Quand l’évidence Pop tient la dragée haute à une esthétique intègre, qu’elle ose se désaper et laisser ses attributs faciles au vestiaire, elle nous apparaît alors dans son plus bel appareil.
Quand elle épouse les contours rugueux d’une pédale de distorsion, qu’elle écrase d’un pied sûr les conventions, elle sait nous aguicher.
Et quand elle surgit de derrière une tenture d’atmosphère sombre et soyeuse comme un velours usé, elle sait se montrer mystérieuse et nous entraîner.
C’est donc d’elle dont il est question sur ce six titres.

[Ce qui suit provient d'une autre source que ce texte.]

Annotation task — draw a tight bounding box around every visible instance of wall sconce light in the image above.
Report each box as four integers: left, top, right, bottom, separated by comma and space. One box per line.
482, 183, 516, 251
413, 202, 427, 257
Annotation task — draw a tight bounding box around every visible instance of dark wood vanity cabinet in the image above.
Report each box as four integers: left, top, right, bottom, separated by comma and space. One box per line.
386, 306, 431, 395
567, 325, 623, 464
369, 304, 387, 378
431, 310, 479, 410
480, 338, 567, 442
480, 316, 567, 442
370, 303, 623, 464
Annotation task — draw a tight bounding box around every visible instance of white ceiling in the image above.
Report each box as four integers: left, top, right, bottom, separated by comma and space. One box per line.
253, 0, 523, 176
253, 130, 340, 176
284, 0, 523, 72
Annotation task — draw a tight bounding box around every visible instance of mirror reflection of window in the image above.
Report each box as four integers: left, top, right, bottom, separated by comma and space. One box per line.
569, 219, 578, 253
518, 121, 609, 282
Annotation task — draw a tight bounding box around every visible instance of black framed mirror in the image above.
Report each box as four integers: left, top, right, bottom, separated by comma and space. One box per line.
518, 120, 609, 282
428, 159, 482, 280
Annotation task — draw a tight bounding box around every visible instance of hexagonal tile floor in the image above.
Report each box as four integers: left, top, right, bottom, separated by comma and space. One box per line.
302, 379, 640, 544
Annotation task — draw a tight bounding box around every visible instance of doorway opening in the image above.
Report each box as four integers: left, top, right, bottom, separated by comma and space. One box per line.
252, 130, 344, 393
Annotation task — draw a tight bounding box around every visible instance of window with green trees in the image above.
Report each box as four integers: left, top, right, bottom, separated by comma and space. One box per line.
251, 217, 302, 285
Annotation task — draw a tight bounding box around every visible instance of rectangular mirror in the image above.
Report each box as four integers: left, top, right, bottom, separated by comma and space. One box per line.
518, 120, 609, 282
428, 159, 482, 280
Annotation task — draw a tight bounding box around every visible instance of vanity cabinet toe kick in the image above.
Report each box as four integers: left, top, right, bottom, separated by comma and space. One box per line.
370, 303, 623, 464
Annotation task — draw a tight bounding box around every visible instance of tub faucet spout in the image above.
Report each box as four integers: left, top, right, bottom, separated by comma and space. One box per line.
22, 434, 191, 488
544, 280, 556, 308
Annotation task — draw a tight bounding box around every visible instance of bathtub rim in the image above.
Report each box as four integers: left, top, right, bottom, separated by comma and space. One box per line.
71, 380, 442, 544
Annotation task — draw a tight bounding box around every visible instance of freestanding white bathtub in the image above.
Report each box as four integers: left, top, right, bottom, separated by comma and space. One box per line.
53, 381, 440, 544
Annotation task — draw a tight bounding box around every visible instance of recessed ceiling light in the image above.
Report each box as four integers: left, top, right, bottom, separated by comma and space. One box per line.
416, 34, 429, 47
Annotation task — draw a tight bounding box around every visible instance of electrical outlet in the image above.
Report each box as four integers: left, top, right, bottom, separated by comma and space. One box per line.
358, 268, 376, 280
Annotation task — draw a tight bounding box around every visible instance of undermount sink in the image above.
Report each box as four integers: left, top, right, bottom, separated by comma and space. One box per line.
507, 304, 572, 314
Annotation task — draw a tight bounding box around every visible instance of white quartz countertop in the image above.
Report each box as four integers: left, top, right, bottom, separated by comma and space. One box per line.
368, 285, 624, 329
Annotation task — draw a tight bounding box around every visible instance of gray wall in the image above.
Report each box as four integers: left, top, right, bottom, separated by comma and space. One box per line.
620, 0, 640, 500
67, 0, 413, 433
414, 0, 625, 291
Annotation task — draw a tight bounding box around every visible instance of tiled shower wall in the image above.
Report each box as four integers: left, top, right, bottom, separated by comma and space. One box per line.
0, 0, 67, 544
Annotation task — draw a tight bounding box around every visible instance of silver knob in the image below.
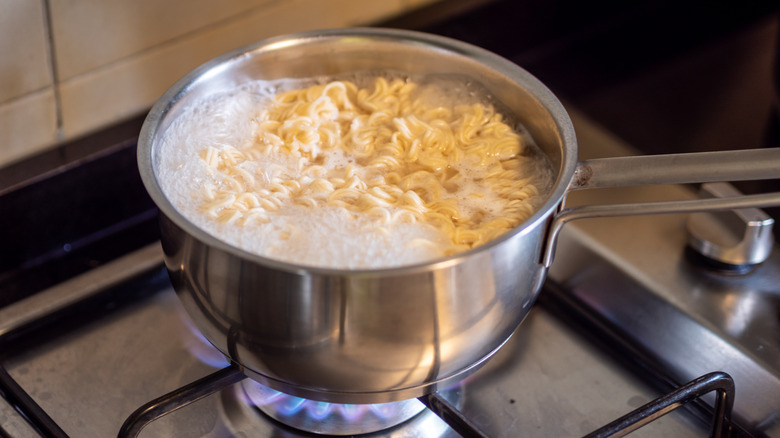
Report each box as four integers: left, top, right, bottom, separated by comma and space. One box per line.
687, 183, 775, 272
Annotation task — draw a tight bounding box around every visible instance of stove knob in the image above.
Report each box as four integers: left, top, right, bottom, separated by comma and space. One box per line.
687, 183, 775, 274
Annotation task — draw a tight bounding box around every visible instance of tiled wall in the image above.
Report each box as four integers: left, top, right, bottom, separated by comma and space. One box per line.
0, 0, 436, 167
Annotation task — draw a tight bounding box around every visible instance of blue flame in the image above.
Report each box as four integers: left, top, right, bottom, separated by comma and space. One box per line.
308, 401, 333, 421
276, 395, 309, 415
244, 381, 414, 422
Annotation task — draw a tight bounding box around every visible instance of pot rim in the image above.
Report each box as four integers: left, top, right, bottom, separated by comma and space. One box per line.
137, 27, 577, 277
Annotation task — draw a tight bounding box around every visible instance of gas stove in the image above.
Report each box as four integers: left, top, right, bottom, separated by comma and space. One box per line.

Cette Pop aux multiples facettes et aux multiples tenues de scène.
La scène, justement, parlons-en!
Un élément incontournable de la Pop créée par Matthieu Malon.
Mais nous y reviendrons.
Car avant tout, attardons-nous sur l’homme et revenons sur ses différentes identités.

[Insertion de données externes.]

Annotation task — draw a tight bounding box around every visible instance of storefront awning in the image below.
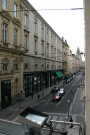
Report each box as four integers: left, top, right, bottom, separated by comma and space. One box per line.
56, 72, 63, 78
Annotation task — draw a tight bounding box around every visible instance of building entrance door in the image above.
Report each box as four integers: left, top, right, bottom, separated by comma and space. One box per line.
1, 80, 11, 109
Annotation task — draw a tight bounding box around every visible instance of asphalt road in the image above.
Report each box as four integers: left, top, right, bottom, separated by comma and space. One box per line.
34, 75, 81, 113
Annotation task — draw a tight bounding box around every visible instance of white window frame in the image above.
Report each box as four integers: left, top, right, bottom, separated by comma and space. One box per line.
3, 63, 8, 71
2, 0, 7, 10
14, 29, 18, 45
3, 23, 7, 42
24, 35, 28, 49
14, 3, 18, 17
14, 64, 18, 70
25, 14, 28, 26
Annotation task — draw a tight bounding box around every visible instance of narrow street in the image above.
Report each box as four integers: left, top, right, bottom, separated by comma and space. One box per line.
34, 75, 81, 113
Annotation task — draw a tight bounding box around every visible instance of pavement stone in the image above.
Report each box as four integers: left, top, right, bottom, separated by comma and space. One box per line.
0, 81, 85, 135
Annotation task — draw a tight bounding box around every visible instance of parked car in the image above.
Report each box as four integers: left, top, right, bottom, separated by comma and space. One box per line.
58, 88, 65, 96
52, 92, 61, 101
51, 86, 59, 93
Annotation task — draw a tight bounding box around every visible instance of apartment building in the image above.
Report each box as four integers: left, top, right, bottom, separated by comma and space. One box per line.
84, 0, 90, 135
23, 1, 63, 97
0, 0, 63, 109
0, 0, 25, 109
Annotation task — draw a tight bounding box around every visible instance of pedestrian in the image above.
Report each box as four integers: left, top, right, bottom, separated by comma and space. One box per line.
37, 93, 40, 101
69, 116, 73, 128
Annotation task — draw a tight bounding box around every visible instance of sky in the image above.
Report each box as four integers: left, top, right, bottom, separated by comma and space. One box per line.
28, 0, 85, 54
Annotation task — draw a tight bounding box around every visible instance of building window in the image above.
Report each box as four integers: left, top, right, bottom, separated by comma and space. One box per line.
24, 35, 28, 49
34, 39, 38, 55
24, 64, 28, 70
35, 64, 38, 69
14, 29, 17, 45
25, 15, 28, 26
3, 23, 7, 42
3, 0, 7, 10
34, 22, 37, 33
14, 3, 17, 17
3, 64, 8, 71
14, 64, 18, 70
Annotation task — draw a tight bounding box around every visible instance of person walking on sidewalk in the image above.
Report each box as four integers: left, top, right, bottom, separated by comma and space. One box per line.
37, 93, 40, 101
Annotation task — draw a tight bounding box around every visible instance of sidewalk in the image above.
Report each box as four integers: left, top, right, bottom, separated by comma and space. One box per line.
0, 78, 85, 135
0, 81, 63, 121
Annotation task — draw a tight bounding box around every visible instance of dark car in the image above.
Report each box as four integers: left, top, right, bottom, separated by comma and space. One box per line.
58, 88, 65, 96
52, 92, 61, 101
51, 86, 59, 93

Rencontré en 2002, au creux d’un univers sombre et mystérieux sous les traits opiacés de Laudanum et au travers de trois albums crépusculaires entre Electro et déclinaisons Wave (dont “System : On”, inclassable oeuvre d’une noirceur éclatante), on le perd ensuite de vue, malgré une activité jamais prise en défaut (notamment au sein de Ex Ex et sous son propre nom). Et aujourd’hui, Matthieu Malon nous revient à la face, tel un boomerang ivre.
Rapproché à juste titre de Daniel Darc, à qui il rendait un vibrant hommage au soir de sa disparition en publiant “28.02.2013”, il signait en mai dernier un retour remarqué aux affaires.
Ainsi, “Peut-être un jour” retraçait les points de suspension au dessus du vide laissé par “Froids”, son premier album paru sans l’artifice d’un pseudonyme au crépuscule du siècle passé, et ce malgré l’existence cachée du très beau “Les Jours Sont Comptés”, un disque oublié car jamais gravé.
Aujourd’hui sort donc cet Ep, “Une Deuxième Chance”.
Dont le titre éloquent tend les bras vers le ciel et nous invite à l’embrasser.
Une franche accolade au départ qui se transforme vite en virile et tendre empoignade.
“Je Veux Du Fric”, en effet, est une entrée en matière plutôt enjouée et un parfait contre-pied à l’univers de Laudanum.
Une déstabilisante incursion dans un registre sympathique sans être racoleur.
Mais bientôt l’étreinte se resserre à l’écoute de “L’Air De Rien”. A cause des sonorités saturées et des nappes synthétiques qui font valser les illusions.
Une électricité grésillante qui sert d’écrin à la voix de Matthieu Malon, celle-ci s’y logeant avec une élégante distance, susurrant les mots plus que les chantant.
“Loin” s’éclaire de choeurs féminins et de clappement de mains sans se départir d’une certaine urgence et “Une Deuxième Chance” retrace ce lien ténu entre cinéma et prose Rock par le biais d’un dialogue teinté de Diabologum.
Une version revisitée de “28.02.2013” souligne l’évidente influence de l’ex-Taxi Girl, mais sans révérence pompeuse et puis il y a cet extrait Live.
Caractérisé par sa trame opaque, “La Fin De mes Nuits” s’autorise une version lézardée d’éclairs électriques. Comme une nuit d’encre striée de flashes, offrant des images stroboscopiques à des paupières closes.
Une adaptation magistrale, tout en retenue, d’où s’échappe un flux résonnant et obsédant.
À l’instar de Matthieu Malon lui-même, “Seconde Chance” affiche donc sa dualité assumée, son envie irrépressible de défricher le paysage sonore et de s’aventurer sur des pentes escarpées comme sur des chemins d’apparence plus linéaires.
Une seconde chance qu’on aimerait voir ne pas filer.